1) Beh, certo: qualche significativo rischio per l'euro in questo momento c'è. A scatenare il tutto è stata la vicenda greca, ma ormai è l'intera valuta in sé ad aver perso lo status di moneta forte, quella a cui si pensava addirittura come riferimento o riserva. È diventato volatile agli occhi degli investitori mondiali,e si può comprendere come stia passando dall'uno all' altro la parola d'ordine che è meglio scaricare le posizioni in euro anziché mantenerle. In vista di cosa dovrebbero tener duro?

2) Più che di scomparsa, dipingerei lo scenario dello sganciamento di qualche paese (non l'Italia che non corre rischi). Bene: potrebbe anche essere un' opportunità quella di svalutare e rimettere in ordine le propria economia. Ma la pesante contropartita è che ci sarebbe un'infinità di nuovi poveri.

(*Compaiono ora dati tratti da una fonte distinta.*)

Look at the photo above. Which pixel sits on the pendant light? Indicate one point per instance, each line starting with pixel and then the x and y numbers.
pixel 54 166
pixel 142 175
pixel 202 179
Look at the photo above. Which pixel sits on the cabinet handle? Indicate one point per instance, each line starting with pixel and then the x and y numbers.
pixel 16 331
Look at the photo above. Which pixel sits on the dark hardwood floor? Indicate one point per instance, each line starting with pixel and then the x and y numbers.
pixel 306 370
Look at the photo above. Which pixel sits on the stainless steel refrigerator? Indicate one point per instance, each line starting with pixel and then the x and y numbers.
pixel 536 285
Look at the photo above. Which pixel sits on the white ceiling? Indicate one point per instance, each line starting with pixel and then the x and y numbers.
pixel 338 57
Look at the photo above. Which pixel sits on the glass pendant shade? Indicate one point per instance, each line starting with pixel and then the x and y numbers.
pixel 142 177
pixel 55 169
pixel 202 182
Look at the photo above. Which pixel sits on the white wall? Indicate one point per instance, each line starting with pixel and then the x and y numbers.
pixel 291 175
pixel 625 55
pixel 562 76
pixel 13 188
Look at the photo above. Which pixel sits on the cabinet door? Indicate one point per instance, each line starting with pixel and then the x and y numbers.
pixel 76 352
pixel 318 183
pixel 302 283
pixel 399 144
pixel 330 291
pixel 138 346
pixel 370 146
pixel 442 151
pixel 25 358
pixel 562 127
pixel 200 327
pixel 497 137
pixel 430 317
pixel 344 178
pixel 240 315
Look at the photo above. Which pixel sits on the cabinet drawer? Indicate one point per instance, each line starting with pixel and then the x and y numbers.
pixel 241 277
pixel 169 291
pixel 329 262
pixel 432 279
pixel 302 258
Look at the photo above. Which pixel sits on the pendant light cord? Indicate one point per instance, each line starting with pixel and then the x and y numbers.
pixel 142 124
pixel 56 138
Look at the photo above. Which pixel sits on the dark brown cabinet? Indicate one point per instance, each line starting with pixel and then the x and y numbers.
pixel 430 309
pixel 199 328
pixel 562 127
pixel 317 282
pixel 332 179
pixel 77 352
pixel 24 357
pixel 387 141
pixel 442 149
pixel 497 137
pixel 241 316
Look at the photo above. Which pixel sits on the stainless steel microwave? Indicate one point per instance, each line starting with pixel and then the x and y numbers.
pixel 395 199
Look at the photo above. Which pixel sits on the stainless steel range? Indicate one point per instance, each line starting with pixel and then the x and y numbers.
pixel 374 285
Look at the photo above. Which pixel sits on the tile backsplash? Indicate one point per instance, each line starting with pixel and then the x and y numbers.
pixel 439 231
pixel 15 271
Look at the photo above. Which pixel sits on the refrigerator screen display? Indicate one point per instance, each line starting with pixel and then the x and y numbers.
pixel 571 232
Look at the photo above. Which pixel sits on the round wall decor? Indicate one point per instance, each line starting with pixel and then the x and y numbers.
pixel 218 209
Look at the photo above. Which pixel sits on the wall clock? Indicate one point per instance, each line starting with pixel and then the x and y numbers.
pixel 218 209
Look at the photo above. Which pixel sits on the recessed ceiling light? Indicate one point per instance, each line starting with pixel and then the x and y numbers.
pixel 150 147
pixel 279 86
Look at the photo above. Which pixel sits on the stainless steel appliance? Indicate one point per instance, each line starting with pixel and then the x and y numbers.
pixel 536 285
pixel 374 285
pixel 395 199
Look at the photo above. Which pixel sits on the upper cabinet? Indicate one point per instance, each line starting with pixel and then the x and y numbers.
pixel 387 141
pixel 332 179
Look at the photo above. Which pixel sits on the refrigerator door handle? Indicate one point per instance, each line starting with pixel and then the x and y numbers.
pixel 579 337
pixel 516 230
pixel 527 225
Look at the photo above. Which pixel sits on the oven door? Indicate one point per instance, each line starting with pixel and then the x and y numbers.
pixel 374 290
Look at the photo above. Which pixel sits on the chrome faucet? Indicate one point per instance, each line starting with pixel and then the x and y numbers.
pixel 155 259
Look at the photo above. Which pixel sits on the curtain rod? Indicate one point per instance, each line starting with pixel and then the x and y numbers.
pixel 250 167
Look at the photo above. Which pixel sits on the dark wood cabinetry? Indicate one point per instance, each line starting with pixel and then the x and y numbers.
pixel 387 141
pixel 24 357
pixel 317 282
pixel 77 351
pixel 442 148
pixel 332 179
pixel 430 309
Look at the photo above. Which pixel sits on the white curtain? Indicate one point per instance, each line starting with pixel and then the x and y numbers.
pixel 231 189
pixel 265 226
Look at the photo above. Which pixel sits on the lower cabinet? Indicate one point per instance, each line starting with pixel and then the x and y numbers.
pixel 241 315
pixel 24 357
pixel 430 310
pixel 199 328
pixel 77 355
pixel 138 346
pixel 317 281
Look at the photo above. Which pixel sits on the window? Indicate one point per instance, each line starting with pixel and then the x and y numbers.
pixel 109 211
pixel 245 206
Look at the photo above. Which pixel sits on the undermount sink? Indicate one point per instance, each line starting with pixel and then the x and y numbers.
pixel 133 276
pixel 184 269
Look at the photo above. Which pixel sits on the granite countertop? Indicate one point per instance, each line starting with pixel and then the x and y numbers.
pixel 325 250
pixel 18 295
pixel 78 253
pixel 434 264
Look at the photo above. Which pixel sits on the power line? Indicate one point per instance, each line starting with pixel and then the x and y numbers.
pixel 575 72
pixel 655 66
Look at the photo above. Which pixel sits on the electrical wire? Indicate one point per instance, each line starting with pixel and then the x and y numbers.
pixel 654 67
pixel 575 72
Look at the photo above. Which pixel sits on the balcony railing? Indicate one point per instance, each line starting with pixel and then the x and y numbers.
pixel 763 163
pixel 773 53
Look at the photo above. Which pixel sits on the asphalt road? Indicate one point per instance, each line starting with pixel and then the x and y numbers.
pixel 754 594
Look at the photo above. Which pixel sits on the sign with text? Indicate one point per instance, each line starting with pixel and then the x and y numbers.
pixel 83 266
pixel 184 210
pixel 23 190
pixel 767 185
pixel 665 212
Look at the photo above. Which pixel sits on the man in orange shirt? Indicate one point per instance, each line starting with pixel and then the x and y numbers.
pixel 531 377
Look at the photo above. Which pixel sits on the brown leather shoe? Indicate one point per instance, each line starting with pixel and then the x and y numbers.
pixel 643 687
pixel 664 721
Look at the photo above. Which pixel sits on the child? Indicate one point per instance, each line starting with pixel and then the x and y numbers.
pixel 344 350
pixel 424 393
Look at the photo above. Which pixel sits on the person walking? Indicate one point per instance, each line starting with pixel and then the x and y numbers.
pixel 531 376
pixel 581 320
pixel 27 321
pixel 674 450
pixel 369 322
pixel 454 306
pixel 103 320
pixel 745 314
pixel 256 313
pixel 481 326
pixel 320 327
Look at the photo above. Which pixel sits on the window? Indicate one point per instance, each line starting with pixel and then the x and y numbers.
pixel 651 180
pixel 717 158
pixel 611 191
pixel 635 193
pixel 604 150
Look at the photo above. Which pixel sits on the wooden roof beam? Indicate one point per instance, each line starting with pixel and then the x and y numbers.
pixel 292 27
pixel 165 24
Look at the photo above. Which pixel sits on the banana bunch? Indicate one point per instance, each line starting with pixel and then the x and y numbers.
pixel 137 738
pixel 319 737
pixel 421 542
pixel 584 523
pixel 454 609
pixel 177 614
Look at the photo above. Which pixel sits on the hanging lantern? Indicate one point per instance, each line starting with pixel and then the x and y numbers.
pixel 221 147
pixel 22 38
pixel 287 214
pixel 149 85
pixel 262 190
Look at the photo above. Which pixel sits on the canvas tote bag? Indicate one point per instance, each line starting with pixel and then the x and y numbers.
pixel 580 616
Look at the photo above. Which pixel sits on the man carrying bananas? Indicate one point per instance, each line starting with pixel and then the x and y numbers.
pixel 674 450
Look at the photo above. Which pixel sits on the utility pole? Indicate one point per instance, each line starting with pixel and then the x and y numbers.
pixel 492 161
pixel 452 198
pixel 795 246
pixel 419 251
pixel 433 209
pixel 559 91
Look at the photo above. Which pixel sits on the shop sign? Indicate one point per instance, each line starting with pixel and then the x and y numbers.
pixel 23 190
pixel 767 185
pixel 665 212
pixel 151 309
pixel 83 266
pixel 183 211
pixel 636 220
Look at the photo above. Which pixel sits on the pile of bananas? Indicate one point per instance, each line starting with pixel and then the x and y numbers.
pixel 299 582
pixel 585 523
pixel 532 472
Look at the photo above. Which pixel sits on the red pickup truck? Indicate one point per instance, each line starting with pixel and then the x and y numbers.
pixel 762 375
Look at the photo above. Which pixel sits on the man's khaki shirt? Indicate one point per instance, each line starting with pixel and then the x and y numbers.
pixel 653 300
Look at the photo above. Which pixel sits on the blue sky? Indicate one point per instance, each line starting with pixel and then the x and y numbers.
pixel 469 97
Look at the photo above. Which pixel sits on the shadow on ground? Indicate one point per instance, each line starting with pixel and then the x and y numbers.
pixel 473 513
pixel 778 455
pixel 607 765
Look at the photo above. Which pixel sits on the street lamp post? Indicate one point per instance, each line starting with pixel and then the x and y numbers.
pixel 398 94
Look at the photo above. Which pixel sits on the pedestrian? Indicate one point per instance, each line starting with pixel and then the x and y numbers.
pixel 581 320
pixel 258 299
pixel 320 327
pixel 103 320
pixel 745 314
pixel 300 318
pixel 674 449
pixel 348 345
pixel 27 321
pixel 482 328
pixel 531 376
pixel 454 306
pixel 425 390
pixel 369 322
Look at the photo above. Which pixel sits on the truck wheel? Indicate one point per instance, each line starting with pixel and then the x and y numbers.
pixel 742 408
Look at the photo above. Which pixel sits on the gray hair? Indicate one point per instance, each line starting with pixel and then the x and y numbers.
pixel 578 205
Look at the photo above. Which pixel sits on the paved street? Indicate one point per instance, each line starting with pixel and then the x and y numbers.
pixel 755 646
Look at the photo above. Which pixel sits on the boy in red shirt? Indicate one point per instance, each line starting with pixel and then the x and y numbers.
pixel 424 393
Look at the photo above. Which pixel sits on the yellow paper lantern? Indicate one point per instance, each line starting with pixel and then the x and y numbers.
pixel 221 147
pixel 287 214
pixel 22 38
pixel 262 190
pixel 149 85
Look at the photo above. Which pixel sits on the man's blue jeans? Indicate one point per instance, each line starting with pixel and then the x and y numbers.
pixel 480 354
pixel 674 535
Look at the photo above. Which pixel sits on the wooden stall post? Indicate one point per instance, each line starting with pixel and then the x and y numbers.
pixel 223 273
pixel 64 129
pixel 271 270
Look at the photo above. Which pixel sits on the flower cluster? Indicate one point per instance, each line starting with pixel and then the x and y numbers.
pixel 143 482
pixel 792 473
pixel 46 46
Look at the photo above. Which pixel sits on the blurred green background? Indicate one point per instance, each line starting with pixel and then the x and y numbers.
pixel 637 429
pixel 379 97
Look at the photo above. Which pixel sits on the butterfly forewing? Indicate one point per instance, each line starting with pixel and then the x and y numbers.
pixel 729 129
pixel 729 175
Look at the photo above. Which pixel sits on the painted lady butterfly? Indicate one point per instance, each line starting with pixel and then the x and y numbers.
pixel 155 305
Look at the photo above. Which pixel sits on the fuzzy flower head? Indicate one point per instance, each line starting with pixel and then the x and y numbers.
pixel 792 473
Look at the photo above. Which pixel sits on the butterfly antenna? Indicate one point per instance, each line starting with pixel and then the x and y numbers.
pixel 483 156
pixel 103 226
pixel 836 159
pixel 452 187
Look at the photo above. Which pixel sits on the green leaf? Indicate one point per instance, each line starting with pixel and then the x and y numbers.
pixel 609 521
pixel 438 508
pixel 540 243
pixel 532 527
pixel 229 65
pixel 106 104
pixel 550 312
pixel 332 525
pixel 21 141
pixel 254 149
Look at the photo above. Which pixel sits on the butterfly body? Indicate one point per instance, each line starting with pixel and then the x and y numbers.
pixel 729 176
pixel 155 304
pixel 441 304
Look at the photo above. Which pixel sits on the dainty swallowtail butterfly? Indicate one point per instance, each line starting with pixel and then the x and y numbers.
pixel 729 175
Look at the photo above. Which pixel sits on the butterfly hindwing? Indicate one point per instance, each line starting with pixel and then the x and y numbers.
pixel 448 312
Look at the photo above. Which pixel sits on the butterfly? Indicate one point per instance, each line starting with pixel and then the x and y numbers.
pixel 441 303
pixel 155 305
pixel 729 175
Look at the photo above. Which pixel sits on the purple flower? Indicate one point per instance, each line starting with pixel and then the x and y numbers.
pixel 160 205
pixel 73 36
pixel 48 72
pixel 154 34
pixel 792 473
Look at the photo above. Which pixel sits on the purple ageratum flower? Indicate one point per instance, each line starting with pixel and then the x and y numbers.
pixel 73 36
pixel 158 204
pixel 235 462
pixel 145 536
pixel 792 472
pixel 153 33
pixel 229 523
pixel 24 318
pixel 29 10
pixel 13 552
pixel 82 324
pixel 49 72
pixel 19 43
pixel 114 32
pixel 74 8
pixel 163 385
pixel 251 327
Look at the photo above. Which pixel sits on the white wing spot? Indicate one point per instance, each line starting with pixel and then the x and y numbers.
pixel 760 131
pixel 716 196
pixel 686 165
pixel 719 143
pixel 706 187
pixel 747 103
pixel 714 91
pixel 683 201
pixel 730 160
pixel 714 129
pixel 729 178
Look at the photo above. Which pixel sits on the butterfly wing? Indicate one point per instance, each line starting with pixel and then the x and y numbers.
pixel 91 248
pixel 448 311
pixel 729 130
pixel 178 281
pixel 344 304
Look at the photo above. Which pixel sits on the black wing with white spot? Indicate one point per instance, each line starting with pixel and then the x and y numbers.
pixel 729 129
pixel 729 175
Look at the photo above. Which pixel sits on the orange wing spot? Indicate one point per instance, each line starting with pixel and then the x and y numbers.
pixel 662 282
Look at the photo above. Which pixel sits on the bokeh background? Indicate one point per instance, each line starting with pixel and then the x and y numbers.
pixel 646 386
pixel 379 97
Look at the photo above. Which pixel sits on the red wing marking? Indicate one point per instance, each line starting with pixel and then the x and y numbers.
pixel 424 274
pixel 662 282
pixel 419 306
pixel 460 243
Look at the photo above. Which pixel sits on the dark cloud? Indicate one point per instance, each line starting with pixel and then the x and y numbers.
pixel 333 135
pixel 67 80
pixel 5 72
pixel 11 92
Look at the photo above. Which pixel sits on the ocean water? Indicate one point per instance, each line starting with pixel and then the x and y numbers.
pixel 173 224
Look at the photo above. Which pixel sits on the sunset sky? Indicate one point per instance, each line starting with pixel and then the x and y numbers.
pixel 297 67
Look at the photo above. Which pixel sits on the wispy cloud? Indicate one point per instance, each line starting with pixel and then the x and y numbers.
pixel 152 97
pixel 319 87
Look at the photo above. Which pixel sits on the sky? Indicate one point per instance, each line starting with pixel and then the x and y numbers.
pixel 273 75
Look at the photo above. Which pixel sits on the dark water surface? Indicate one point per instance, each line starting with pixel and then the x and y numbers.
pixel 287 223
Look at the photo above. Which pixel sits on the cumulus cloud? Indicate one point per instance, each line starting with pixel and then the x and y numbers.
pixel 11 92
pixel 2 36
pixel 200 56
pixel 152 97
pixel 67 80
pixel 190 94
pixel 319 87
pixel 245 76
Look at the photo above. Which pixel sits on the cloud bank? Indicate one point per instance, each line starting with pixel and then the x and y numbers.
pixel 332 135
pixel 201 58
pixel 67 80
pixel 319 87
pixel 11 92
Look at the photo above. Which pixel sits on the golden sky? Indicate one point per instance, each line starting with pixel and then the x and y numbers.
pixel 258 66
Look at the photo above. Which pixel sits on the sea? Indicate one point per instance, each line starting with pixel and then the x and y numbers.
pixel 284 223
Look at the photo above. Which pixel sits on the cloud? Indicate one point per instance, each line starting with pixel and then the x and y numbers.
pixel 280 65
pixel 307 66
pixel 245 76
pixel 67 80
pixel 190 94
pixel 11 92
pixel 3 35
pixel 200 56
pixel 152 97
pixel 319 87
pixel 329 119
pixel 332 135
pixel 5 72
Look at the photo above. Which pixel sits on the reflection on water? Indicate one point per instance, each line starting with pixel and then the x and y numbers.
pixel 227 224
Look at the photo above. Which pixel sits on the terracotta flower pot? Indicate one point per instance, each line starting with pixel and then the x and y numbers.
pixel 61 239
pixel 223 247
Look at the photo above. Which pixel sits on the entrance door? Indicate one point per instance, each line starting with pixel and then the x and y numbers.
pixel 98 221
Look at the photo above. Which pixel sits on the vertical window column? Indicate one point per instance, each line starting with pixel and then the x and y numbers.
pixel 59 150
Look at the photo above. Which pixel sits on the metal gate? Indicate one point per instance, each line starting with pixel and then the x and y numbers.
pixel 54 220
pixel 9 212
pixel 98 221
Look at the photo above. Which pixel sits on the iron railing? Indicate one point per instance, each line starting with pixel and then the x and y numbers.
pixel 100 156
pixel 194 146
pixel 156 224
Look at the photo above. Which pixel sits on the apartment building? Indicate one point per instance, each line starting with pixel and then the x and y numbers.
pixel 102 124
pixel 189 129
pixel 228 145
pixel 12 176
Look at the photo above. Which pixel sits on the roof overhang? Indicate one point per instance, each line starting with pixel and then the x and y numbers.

Tommaso Monacelli ,economista , consulente della Bce E’ il momento di partire con nuove regole

1) L'euro è veramente in pericolo, manca l'architettura fiscale che non è mai stata costruita. Ora bisogna creare un'autorità centrale che garantisca la disciplina della spesa, compreso un meccanismo che preveda il default tecnico e la ristrutturazione del debito dei singoli paesi. Se si fosse fatto per la Grecia sarebbe costato sicuramente meno di questo ibrido di pacchetti di salvataggio e lotta alla speculazione, che poi è pura razionalità dei mercati.

2) Sembra un paradosso ma non sparirà mai a meno che tutti i paesi rinuncino ad utilizzare la moneta unica. Fintanto che un gruppo di Stati lo manterrà, chi al contrario dovesse tornare alla moneta nazionale, più debole, vedrebbe crescere da un giorno all'altro il proprio debito pubblico che rimarrebbe denominato in euro. Quindi a nessuno conviene uscire.